Zweck dieser Strafnorm ist es, ein Mindestmaß an Solidarpflichten in der Gesellschaft zu sichern. Leonora Holling, Rechtsanwältin und Schatzmeisterin der Bundesrechtsanwaltskammer, erklärt: "Eine unterlassene Hilfeleistung liegt vor, wenn jemand bewusst nicht handelt, schlicht gar nichts unternimmt, obwohl er könnte." Strafbar sei also das bewusste Nicht-Handeln in einer Gefahren- oder Notsituation. Konkret werde dies zum Beispiel dann relevant, wenn man an einer bewusstlosen Person vorbeigehe, wegschauge und keinerlei Aktivität entfalte. Gleiches gelte für Verkehrsunfälle, bei denen man einfach vorbeifahre, oder wenn eine erkennbare Notlage ignoriert werde.

Allerdings ist zusätzliche Hilfe nicht zwingend erforderlich, wenn bereits Rettungskräfte vor Ort sind oder andere Personen ausreichend helfen. Die Pflicht zur Hilfeleistung beschränkt sich auf das, was im Rahmen der eigenen Fähigkeiten und Möglichkeiten steht. "Ein Arzt muss anders Hilfe leisten als ein medizinischer Laie", so Christian Rode. Wer nicht wisse, wie man einen Luftröhrenschnitt durchführt, müsse dies auch nicht tun. Wer sich Erste-Hilfe-Maßnahmen zutraue, könne diese jedoch ergreifen. Auch die persönliche Expertise spiele eine Rolle: Ein Bergsteiger am Berg könne andere Hilfe leisten als ein unerfahrener Wanderer, und ein Nichtschwimmer müsse keinen Ertrinkenden retten, während ein Schwimmer es versuchen müsse.

Wichtig ist dabei stets der Grundsatz der Zumutbarkeit. Niemand darf sich beim Helfen in eigene Gefahr begeben oder seine eigene Gesundheit gefährden.

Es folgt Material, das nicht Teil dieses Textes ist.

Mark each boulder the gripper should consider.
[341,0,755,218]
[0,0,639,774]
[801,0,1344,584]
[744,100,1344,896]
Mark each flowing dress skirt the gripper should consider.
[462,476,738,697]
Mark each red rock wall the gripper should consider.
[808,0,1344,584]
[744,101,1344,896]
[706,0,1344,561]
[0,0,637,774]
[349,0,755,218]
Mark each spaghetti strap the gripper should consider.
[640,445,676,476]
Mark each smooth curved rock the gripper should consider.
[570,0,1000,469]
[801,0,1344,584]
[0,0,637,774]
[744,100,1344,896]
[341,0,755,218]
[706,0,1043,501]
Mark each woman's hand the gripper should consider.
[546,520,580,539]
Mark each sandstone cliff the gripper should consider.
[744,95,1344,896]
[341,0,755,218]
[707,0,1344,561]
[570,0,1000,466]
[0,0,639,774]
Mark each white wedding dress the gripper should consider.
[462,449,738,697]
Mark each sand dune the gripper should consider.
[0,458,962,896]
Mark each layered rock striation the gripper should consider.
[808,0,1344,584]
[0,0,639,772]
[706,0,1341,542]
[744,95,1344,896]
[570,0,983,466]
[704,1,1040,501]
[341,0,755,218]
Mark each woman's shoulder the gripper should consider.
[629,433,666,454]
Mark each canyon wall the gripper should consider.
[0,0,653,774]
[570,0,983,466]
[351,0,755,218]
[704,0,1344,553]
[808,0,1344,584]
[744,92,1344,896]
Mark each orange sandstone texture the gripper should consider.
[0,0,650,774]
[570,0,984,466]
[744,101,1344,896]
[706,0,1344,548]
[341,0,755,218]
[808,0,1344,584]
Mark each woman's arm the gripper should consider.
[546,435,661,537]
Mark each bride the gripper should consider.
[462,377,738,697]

Im Zweifel sollten Passanten zumindest den Notruf wählen, sofern noch keine Rettungskräfte in Sicht sind. Dies stellt nach Auffassung von Leonora Holling bereits eine Hilfeleistung dar. Zudem kann die Unfallstelle durch Warnblinklicht oder Warndreieck abgesichert werden. Helfer können betroffene Personen ansprechen, beruhigen und weitere Passanten herbeirufen. Die Art der Hilfe ist also vielfältig.

Die rechtlichen Konsequenzen bei unterlassener Hilfeleistung sind klar definiert: Bei Verurteilung droht eine Freiheitsstrafe von bis zu einem Jahr oder eine Geldstrafe. Diese Strafe gilt nicht nur für diejenigen, die die Hilfe verweigern, sondern auch für Personen, die Rettungskräfte oder andere Helfer bei ihrer Arbeit behindern.

Ein häufiges Hindernis für das Eingreifen ist die Angst vor rechtlichen Konsequenzen bei Fehlern. Leonora Holling entkräftet diese Sorge: "In der Regel ist keine Strafe oder Schadensersatzpflicht zu befürchten, wenn man helfen will und dabei einen Fehler gemacht hat." Nur im Ausnahmefall, nämlich wenn eine helfende Person grob vorsätzlich oder fahrlässig handle, könne das anders aussehen. Dies sei jedoch sehr selten der Fall. Das deutsche Recht schütze Ersthelfer weitgehend, damit niemand aus Angst vor möglichen Fehlern davon absieht, in einer Notsituation zu helfen.

Christian Rode weist darauf hin, dass Gerichte bei der Beurteilung des Verhaltens auch den Stress und die Unübersichtlichkeit der konkreten Hilfssituation berücksichtigen. Daher gilt im Zweifel: Nicht perfekt zu helfen, ist besser, als gar nicht zu helfen.